Lab 2

Lab 2

Exercise 1

flint = read.csv("C:\\Users\\liaev\\Documents\\STATS10\\flint-2.csv")

I read the file into R and named the object “flint”

mean(flint$Pb >= 15)

## [1] 0.04436229

I used the mean of the data to find that the proportion of the location levels tested is 0.04.

Copper = flint$Cu
mean(Copper[flint$Region == "North"])

## [1] 44.6424

First I saved the variable Copper to make my code neater. Then I found the average copper levels in the North by filtering out any regions that were not the North.

mean(Copper >= 15)

## [1] 0.3844732

I determined what proportion of the levels were greater than or equal to the dangerous level of 15.

AvgPb = mean(flint$Pb)
AvgCu = mean(Copper)

I found the means of the levels for both elements.

boxplot(flint$Pb,
        xlab="Elements",
        ylab="Levels", main="Lead Levels in the Water")

This is not a good measure of center because the data is skewed. Median is a better measure because its not as skewed by outliers.

median(flint$Pb)

## [1] 0

Exercise 2

life <- read.table("http://www.stat.ucla.edu/~nchristo/statistics12/countries_life.txt",  
header = TRUE)  

plot(y = life$Life, x = life$Income,
     xlab = "Life Expectancy", ylab = "Income")

boxplot(life$Income)

hist(life$Income)

Yes there are many outliers and the data is very right skewed.

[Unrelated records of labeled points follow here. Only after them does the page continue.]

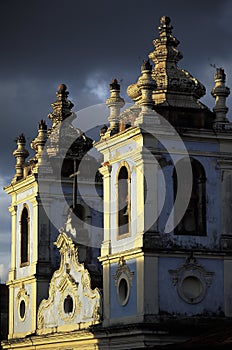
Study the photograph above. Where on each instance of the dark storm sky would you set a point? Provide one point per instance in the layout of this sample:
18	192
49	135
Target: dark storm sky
85	44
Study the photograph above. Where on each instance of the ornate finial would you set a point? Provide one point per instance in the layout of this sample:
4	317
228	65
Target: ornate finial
20	155
220	92
115	85
61	107
39	142
165	20
62	88
115	102
146	85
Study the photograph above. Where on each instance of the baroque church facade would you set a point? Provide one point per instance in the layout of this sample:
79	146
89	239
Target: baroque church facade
152	263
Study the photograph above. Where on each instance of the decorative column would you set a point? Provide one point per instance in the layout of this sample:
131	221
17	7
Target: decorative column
105	170
220	92
147	117
20	155
115	102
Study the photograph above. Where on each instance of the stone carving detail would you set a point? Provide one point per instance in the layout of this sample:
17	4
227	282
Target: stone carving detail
72	304
22	302
172	86
123	281
191	280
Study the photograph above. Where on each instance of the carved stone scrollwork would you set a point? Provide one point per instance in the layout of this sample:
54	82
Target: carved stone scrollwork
22	302
71	300
191	281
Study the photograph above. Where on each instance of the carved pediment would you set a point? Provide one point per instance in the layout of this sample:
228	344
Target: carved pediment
71	304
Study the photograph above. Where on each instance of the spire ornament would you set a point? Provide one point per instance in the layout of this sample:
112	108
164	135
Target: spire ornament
175	87
220	92
61	107
146	85
115	102
39	142
20	155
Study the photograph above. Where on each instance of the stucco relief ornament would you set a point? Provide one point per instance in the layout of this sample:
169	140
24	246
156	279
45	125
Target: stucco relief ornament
191	280
22	302
123	281
72	304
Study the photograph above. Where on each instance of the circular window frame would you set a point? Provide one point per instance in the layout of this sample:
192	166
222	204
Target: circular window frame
68	313
192	300
124	301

below1000 = life[life$Income < 1000,]
above1000 = life[life$Income > 1000,]

plot(below1000$Life~below1000$Income, 
     xlab = "Income", ylab = "Life Expectancy")

I plotted the life expectancy versus the income of everyone with an income lower that $1000.

cor(x = below1000$Income, y = below1000$Life)

## [1] 0.752886

Exercise 3

maas <- read.table("http://www.stat.ucla.edu/~nchristo/statistics12/soil.txt", header = TRUE)  

summary(maas$lead, maas$zinc)

##    Min. 1st Qu.  Median    Mean 3rd Qu.    Max. 
##    37.0    72.5   123.0   153.4   207.0   654.0

I used the summary function to give me the 5 number summary of lead and zinc.

hist(maas$lead)

hist(log(maas$lead))

plot(log(maas$lead)~log(maas$zinc),
     xlab = "Log of lead concentration", ylab = "Log of zinc concentration")

The distribution is positively linear.

maasColors <- c("red", "orange", "yellow", "green")
maasLevels <- cut(maas$lead, c(0,150,400,1000))

plot(maas$x, maas$y, cex = maas$lead/mean(maas$lead), col = maasColors[as.numeric(maasLevels)], pch = 5)

Here I assigned colors to different levels of lead in the water to signify how dangerous the levels are. I then plotted the lead levels onto a plot.

Exercise 4

LA <- read.table("http://www.stat.ucla.edu/~nchristo/statistics12/la_data.txt", header = TRUE)  

find.package("maps")

## [1] "C:/Users/liaev/AppData/Local/R/win-library/4.2/maps"

library(maps)

plot(LA$Longitude, LA$Latitude,
     xlim = c(-120, -117), ylim = c(33.5, 34.5),
     xlab = "Longitude", ylab = "Latitude", 
     main = "Schools in LA")
map("county", "california", add = TRUE) 

I plotted the longitude and latitude out and formatted that plot. Then, I added the outline of California.

abovezero = LA$School!=0
plot(LA$Income~LA$Schools,
     LA[abovezero, ])

The plot is not linear, but it is moderately correlated and the amount of schools seems to generally increase as income increases. However, there is not enough correlation to infer causation.